Ele seguiu cuidadosamente os acontecimentos e juízos de boas pessoas, o Senhor estava trabalhando em seu coração, preparando-o para uma grande missão entre seu próprio povo tentou ódio, da opressão e da injustiça.

Ele passou no teste, confiando na Providência e inserindo com inteligência e simplicidade entre os nisseno clero. Ele permaneceu, no entanto, fiel à sua vocação franciscana, na esperança de tempos melhores e confiar em Deus. Como um verdadeiro filho de Francesco, se juntou a seus sofrimentos com os de Cristo Crucificado.

As relações sociais estabelecidas no novo ambiente de vida revelou as qualidades humanas e personalidade madura e livre de P. Angelico. Seu comportamento moral e religiosa mostrou escolhas pessoais e existencial com referências aos valores e com Deus.

Mons. Guttadauro, bispo de Caltanissetta, impressionado com sua piedade profunda e sólida, recebeu-o fraternalmente entre o clero diocesano, sob sua proteção em 1872 e confiou-lhe o cuidado da igreja eremita da Santa Cruz, o Senhor da Cidade, na periferia, que P. Angelico queria e tinha pedido anteriormente.

Em 1874 concedeu-lhe o cargo de professor de Letras no Seminário Diocesano de Caltanissetta, era de trinta e dois anos, e para os próximos trinta e cinco seminaristas ensinadas com competência e profissionalismo. Para eles compôs um pouco gramática latina, apreciado por ilustres professores da época.

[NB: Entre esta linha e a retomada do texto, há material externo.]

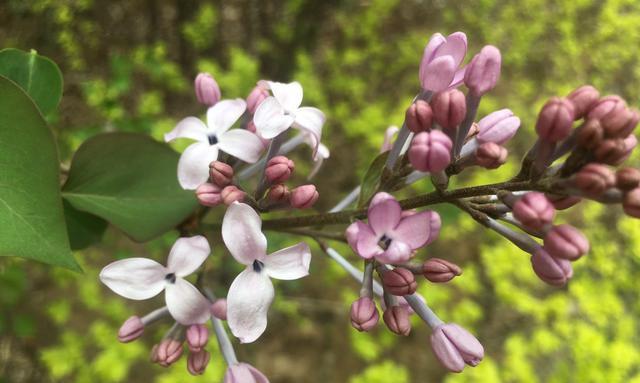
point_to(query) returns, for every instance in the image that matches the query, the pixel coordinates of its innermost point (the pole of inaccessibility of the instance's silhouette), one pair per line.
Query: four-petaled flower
(143, 278)
(391, 236)
(281, 111)
(251, 293)
(193, 167)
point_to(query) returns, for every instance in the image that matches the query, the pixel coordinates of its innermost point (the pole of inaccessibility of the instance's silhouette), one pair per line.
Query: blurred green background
(129, 65)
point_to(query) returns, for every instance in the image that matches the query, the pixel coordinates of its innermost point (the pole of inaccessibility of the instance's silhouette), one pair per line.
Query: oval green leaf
(129, 180)
(37, 75)
(32, 223)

Com grande sentido de responsabilidade começou seu trabalho educacional entre os seminaristas para formar com a palavra e com o exemplo da nova geração do clero diocesano, iniciando-os a fidelidade ao Evangelho e para enraizar suas vidas sobre a pessoa de Cristo. Tudo o que encontraram nele um verdadeiro pai e professor, humilde, simples e discreto, que ela tivera com a palavra ea vida. O seminário, então, não tem salas de aula e P. Angelico ensinado na sacristia do Senhor da Cidade. Ele ajudou os seminaristas mais pobres, vindo de fora da cidade, acolhendo-os à sua casa em Via Parrinello, dando-lhes comida, alojamento, hospitalidade pai e aulas gratuitas. Sete seminaristas estudado e apresentado gratuitamente em sua casa. Para um deles, Nissa, dificultada na sua vocação sacerdotal pela família para a pobreza em que ele estava, P. Angelico deu-lhe a oportunidade de trabalhar na parte da manhã para ajudá-la, e à tarde eu me preparava para os exames à gramática da escola e do ensino médio.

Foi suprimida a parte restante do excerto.